クマ被害が増加している理由がわかるおすすめ本

おすすめ書籍・図鑑レビュー

人を襲うクマ 遭遇事例とその生態 カムエク事故と最近の事例から

著者:羽根田治
出版社:山と渓谷社

この本は、1970年に日高のカムイエクウチカウシ山で起きた福岡大学ワンダーフォーゲル部のヒグマ襲撃事故から始まります。

冒頭の事件はあまりに凄惨で、読んでいて息をのむほどの緊迫感があります。

しかしこの本の価値は、単なる「事件の記録」ではなく、なぜそのような悲劇が起きたのか、そして現代にも通じる「クマと人との関係」を考えさせてくれる点にあります。

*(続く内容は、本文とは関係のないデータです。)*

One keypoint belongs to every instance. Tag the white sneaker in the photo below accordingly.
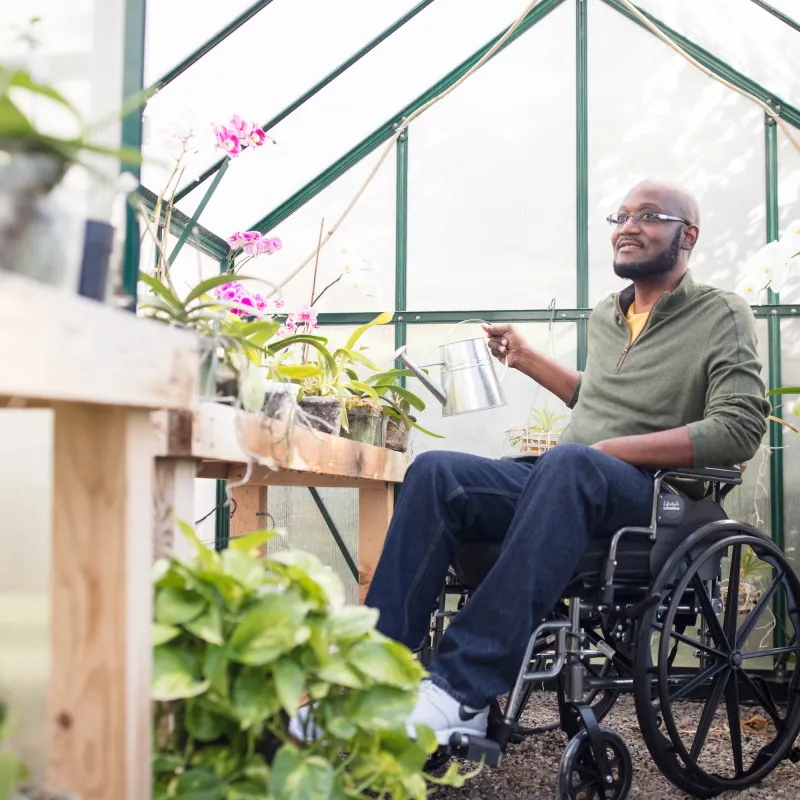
(444, 715)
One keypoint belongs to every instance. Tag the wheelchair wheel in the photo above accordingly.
(704, 642)
(579, 777)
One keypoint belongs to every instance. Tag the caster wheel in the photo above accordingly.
(579, 778)
(437, 760)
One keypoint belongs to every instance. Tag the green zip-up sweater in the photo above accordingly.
(694, 364)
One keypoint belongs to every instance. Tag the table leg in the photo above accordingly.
(375, 507)
(99, 719)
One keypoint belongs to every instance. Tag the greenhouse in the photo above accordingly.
(277, 523)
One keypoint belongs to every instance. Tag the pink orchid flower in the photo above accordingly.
(242, 128)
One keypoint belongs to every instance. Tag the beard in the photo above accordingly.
(661, 264)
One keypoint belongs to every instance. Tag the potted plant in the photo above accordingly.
(32, 163)
(323, 398)
(540, 434)
(240, 642)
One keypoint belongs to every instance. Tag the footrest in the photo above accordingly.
(473, 748)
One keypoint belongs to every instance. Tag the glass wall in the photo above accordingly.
(653, 115)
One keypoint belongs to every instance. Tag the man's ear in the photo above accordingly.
(690, 237)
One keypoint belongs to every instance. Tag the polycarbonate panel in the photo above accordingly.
(175, 30)
(484, 433)
(492, 182)
(294, 511)
(684, 129)
(750, 502)
(367, 235)
(790, 374)
(743, 35)
(327, 126)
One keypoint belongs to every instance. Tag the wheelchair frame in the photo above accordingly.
(563, 643)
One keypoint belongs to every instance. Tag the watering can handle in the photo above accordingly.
(505, 371)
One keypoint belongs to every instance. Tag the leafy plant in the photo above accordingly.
(240, 643)
(541, 428)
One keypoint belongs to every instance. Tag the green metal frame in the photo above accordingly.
(384, 132)
(582, 172)
(775, 13)
(209, 45)
(132, 82)
(317, 87)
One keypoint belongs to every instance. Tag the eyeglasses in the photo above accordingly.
(642, 218)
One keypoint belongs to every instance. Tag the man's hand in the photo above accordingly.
(505, 342)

著者は、当時の報告書や関係者の証言をもとに、事故の詳細を丁寧に検証しています。

そこから浮かび上がるのは、人間の油断や知識不足、そして自然への理解の浅さです。

「ザックを取りに戻らない」「背中を見せて逃げない」といった教訓が、単なる登山マナーではなく“生死を分ける判断”であることを痛感させられます。

また、第二章以降では、2009年の乗鞍岳、2014年の奥多摩、2016年の秋田県鹿角市など、近年のクマ遭遇事件を実際の被害状況とともに紹介。

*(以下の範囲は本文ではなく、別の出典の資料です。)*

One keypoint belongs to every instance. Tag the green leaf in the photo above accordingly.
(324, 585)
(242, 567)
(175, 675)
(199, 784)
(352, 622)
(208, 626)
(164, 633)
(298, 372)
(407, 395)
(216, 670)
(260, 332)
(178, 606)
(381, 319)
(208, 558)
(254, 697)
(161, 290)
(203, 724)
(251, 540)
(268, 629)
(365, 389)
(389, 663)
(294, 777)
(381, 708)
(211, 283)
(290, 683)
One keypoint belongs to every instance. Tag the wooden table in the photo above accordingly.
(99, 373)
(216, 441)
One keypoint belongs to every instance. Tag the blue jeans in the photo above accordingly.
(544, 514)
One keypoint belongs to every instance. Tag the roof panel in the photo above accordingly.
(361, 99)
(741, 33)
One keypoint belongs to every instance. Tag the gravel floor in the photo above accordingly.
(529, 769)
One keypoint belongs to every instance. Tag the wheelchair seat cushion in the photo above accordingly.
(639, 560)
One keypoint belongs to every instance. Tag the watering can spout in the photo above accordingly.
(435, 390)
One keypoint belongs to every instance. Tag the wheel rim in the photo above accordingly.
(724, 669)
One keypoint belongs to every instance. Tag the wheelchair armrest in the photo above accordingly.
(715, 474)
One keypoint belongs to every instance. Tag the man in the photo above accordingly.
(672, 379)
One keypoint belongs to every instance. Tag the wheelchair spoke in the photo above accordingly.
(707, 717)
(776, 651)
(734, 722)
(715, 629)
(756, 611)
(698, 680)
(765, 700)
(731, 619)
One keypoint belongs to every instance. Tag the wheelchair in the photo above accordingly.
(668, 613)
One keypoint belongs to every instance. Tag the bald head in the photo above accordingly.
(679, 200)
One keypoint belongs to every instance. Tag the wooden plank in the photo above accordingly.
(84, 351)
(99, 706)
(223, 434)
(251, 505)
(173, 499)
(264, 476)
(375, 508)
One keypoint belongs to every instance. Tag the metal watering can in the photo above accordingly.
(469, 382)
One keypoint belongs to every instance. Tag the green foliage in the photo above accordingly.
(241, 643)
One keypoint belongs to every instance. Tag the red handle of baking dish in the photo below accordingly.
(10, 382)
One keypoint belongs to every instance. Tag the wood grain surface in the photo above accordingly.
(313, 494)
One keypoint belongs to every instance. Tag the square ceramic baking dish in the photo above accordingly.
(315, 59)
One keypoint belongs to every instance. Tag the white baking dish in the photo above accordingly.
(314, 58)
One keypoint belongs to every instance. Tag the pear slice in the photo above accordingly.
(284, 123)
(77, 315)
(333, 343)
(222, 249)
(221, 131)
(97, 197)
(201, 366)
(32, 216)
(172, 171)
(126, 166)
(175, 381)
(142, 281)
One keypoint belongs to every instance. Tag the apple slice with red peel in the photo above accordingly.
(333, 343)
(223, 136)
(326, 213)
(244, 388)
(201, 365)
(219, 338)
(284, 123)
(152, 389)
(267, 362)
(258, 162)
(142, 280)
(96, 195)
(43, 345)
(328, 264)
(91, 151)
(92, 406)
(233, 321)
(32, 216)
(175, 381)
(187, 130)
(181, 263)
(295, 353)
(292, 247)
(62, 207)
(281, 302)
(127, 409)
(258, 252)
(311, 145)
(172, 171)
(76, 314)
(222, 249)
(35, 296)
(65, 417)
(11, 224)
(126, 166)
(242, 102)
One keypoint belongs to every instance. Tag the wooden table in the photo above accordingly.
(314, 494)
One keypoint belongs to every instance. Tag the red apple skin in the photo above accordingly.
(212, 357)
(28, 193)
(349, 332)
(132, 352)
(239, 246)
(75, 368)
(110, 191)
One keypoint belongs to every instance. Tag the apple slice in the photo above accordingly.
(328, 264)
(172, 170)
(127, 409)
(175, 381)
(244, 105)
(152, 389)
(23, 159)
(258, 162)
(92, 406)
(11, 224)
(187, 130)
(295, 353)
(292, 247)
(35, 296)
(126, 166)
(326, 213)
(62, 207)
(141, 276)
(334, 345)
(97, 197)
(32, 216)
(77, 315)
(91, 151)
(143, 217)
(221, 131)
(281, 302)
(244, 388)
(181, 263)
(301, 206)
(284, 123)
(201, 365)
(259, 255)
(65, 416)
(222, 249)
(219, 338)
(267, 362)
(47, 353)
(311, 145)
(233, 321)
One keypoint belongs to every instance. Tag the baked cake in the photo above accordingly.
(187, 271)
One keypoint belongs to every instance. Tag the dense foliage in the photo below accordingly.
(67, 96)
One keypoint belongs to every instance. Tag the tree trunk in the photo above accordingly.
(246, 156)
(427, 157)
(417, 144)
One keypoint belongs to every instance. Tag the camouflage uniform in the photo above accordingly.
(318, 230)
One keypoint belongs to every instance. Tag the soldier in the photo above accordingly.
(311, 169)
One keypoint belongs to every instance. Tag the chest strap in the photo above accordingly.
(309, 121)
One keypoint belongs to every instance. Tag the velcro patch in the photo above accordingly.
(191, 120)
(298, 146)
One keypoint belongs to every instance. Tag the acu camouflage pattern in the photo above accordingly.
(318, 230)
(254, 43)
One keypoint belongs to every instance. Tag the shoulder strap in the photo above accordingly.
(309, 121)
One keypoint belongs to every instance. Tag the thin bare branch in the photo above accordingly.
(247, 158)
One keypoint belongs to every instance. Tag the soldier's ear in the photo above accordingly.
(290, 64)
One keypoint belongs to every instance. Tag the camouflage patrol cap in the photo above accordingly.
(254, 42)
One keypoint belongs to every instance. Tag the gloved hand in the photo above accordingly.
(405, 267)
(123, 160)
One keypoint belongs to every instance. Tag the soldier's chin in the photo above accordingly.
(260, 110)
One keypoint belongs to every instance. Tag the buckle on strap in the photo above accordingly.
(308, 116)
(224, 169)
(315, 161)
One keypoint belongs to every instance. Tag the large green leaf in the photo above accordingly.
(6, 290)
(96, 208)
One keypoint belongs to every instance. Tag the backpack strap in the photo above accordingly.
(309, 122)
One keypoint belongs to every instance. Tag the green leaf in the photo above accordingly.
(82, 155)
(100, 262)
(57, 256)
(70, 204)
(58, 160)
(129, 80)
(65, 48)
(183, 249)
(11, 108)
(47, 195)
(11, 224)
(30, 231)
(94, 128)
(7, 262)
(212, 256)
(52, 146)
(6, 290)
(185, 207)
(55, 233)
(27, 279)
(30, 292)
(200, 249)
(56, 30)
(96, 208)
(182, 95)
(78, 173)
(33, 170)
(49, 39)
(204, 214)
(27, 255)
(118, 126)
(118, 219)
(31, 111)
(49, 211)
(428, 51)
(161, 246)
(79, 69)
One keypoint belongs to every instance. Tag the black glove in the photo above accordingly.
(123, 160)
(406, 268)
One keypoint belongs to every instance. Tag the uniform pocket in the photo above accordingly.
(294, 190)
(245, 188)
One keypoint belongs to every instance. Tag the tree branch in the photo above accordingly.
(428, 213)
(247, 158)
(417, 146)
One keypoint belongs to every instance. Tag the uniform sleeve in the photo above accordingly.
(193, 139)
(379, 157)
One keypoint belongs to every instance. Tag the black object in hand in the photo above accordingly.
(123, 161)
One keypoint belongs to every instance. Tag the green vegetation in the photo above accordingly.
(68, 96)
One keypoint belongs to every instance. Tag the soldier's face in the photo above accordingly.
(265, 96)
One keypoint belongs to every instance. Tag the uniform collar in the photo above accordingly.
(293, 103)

どの事件も現実の重みがあり、読んでいて背筋が冷たくなるような緊張感があります。

現場の猟師や専門家の言葉からは、クマが人里に現れる背景にクマザサの減少による隠れ場の喪失や、猟師の高齢化など、社会的な要因まで見えてきます。

第三章では、東京農業大学の山崎晃司氏がクマの生態や行動、ヒグマとツキノワグマの違い、そして環境変化による生息域の拡大について詳しく解説。

写真家・澤井俊彦氏によるクマの生き生きとした姿も印象的です。

本書を読むと、「クマと出会ったときどうするか」以前に、「クマと出会わないために何を知っておくべきか」という意識が自然と芽生えます。

生身の人間がクマに勝てるはずがない。だからこそ、クマの行動を理解し、山に入る際には最大限の注意を払う、それが現代の私たちに求められていることだと強く感じました。

単なる事件記録ではなく、“人と野生動物の距離を見つめ直すための一冊”

登山者やハイカーだけでなく、自然や野生動物に関心のあるすべての人におすすめしたい本です。

クマはなぜ人里に出てきたのか

著者:永幡嘉之
出版社 旬報社

著者が大切にしているのは「自分の眼で見て考える」こと。

本書は、「餌がないから人里に出てくる」という短絡的な結論で終わらせるのではなく、クマが人里に出てくる行動の背景にある複雑な要因を深掘りします。

2023年、秋田や岩手でクマが多発した一方で、山形では少なかった理由について、著者は実際にクマの棲む山岳から里山まで丹念に調べ歩いたり、聞き取りをしたりして解明していきます。

この年、秋田や岩手ではブナだけでなくミズナラ、コナラのドングリの三種が凶作でした。

一方、山形ではコナラ、ミズナラが多くなっていたという事実を突き止めます。

オスを恐れて人里に出てきた子連れのクマは、クリなどの果樹を食べます。

また、減反政策の影響でソバをたくさん植えている地域では、ソバが消化に良いことからクマがそれを食べているという指摘もあります。

さらに、冬になって人里に出てくるクマについては、親が駆除された子熊が冬眠できなくなったケースがあることも解説されています。

この本は、クマの生態や行動、そしてそれを取り巻く人間社会の変化を詳細に分析し、人とクマがどこで折り合いをつけるべきかという長期的な視点での対策まで提言しています。